When I got to Jane’s at 7:10, we strapped a canoe onto the top of the car. We were off to Middle Mountain. Both Jane and I move quickly and efficiently; our goal this day was the top (although we don’t always meet our goals).

Our destination was a small mountain – although as high as the others around it – lying behind the village of Champagne, tucked in between two much wider mountains, Bratnober and Kelvin.

We had asked permission from the Champagne people to climb it and asked about its name and accessibility.

According to Champagne elder Ed Chambers, now deceased, the First Nations here didn’t name mountains. No reason to, was his reply.

We learned that this perfect wedge-shaped mountain was known just as Middle Mountain, and people did go up there for sheep hunting.

Jane and I don’t really know how they accessed it, so we figured out our own most logical way.

We drove the road behind the village towards the boat landing at Dezadeash River – opening and carefully closing the fences keeping the horses in their free-range fields and forest.

We used the canoe just to cross the river, going northward from the landing. We pulled the boat onto the shore and, chattering away, headed for the mountain, with Mount Kelvin at our backs.

The forest was typically thick on the riverside, and the river here was a meandering stream, looping back on itself in various ways.

You know what a river like that can do to a person. After walking about 10 minutes in a seemingly straight line, we noticed something was off, and realized we needed to pay closer attention to our surroundings.

Ahead of me, I saw the dry, grassy slopes so typical of this area on the Kelvin side of the river. And open spaces with meadows I had walked the previous summer, with long, fragile wildflowers like blue flax in the tall, thin grass.

I knew that hillside!

Indeed, coming out by another loop in the river, north and south didn’t seem to apply any more, because we had come full circle and were back at the canoe.

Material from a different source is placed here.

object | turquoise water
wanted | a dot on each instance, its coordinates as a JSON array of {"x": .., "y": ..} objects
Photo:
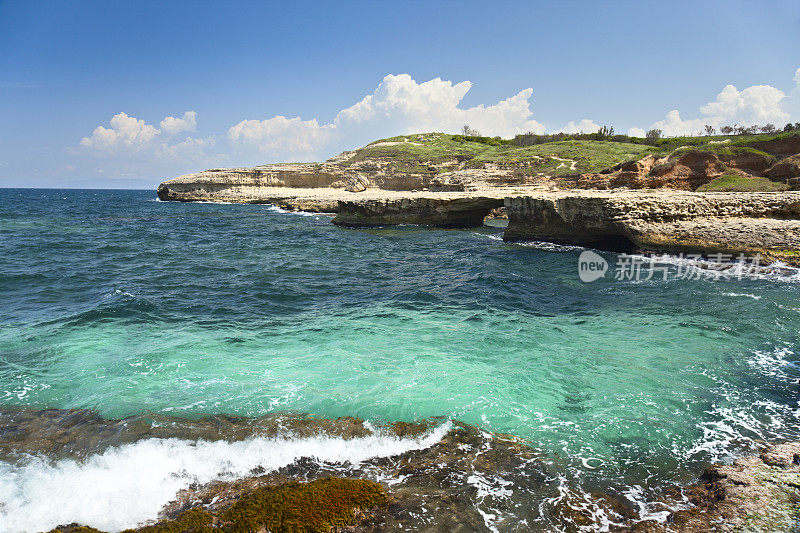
[{"x": 115, "y": 302}]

Using the compass, and moving even faster now, it didn’t take us long to reach the foot of Middle Mountain.

As I said, Middle Mountain is a perfect wedge, and we decided to climb the east slope toward the ridge running straight toward Squirrel Creek.

In ancient times, the mountain was perhaps carved out by the river on the east and Dune Creek far below on the west side.

The ridge we were heading for was still wide, but narrowing toward the top. Near the bottom, it was thinly forested, but strewn with beautiful boulders.

As we climbed this perfect slope for hiking, with the ridge opening up before us, we were amazed by the profusion of spring flowers – the purple of the oxytropis nigrescens (commonly called purple oxytrope, or blackish oxytrope) and more – fed by the melting patches of snow, which still lay in hidden corners and crevices.

After our little detour at the bottom we were making great time and are enjoying the great views, including the odd glimpse of the waterways below. But nothing prepared us for the spectacle at the top.

We stood in awe, taking in the 360 degrees of the Dezadeash range, and gazing down upon Dezadeash Lake.

What we didn’t expect, though, was that the mountain here dropped vertically on one side. We held on with all fours as we peered down into the depths.

After enjoying a well-deserved rest on this spectacular mountain-top, Jane – who is much fitter than I am – began to explore the way down on the south side, toward the lake. She and I have always shared the desire to see what is around the next outcrop, but this time I just sat there in awe.

Too soon, it was time to head down again, the joy of moving quickly, lightly, galloping almost, watching the views while watching our feet.

This time there were no detours. Having circled the area a bit in the morning, we now knew the terrain and easily found the canoe.

We arrived at the mailboxes exactly as the school bus turned into Mendenhall. The driver was even kind enough to offer me a lift, although hitchhikers are not allowed – not even a parent.

Awesome day! I arrived home exhilarated, but tired, and happy to share a bus ride with my kid.